Code Monkey home page Code Monkey logo

Comments (6)

roflmaostc avatar roflmaostc commented on August 17, 2024 1

I think that might also explain the discrepancy in the initial post.
So all fine!

from torchkbnufft.

roflmaostc avatar roflmaostc commented on August 17, 2024

Currently my ktraj shape is:

ktraj.shape

torch.Size([1, 2, 412160])

Repeating the 0th dimension does only increase the runtime. So I think what I'm doing, looks ok?

from torchkbnufft.

mmuckley avatar mmuckley commented on August 17, 2024

Hello @roflmaostc, I think this is expected.

The first factor is torch.fft.fft only does a 1D FFT, so it is doing a factor N fewer FFTs to begin with.

The second factor is the default grid size is to use a 2X oversampled grid, so based on that it's not an apples-to-apples comparison.
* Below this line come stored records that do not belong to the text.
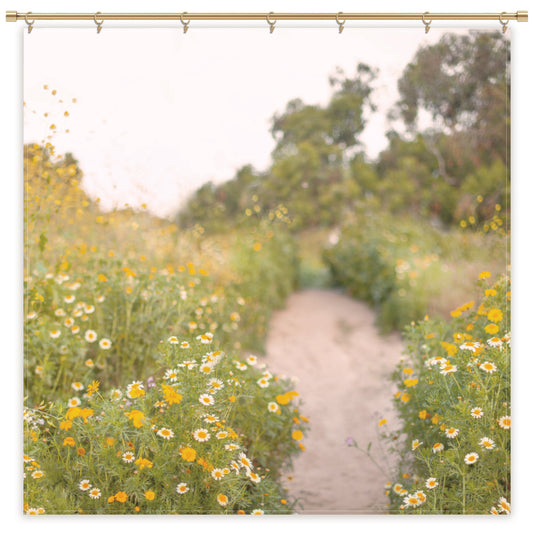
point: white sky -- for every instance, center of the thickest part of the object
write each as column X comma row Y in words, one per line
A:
column 159, row 112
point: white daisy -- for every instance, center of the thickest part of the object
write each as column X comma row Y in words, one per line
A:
column 431, row 483
column 263, row 383
column 206, row 399
column 217, row 473
column 201, row 435
column 486, row 443
column 476, row 412
column 105, row 344
column 84, row 484
column 488, row 367
column 471, row 458
column 451, row 433
column 205, row 338
column 251, row 360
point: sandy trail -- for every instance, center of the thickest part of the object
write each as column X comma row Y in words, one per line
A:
column 329, row 342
This gives some pretty massive 1024 x 1024 2D FFTs inside the NUFFT vs. the 512 1D FFT that you're using for FFT. You could be more conservative and use the more-standard 1.5-factor oversampling by setting grid_size to (768, 768).

The third is that due to the high-level implementation in Python, our interpolation is quite a bit slower. There are several mitigations for this, such as broadcasting across sensitivity coils, but it will never be as fast as a compiled implementation. The advantage is that you never have to worry about compiling torchkbnufft, but the disadvantage is speed.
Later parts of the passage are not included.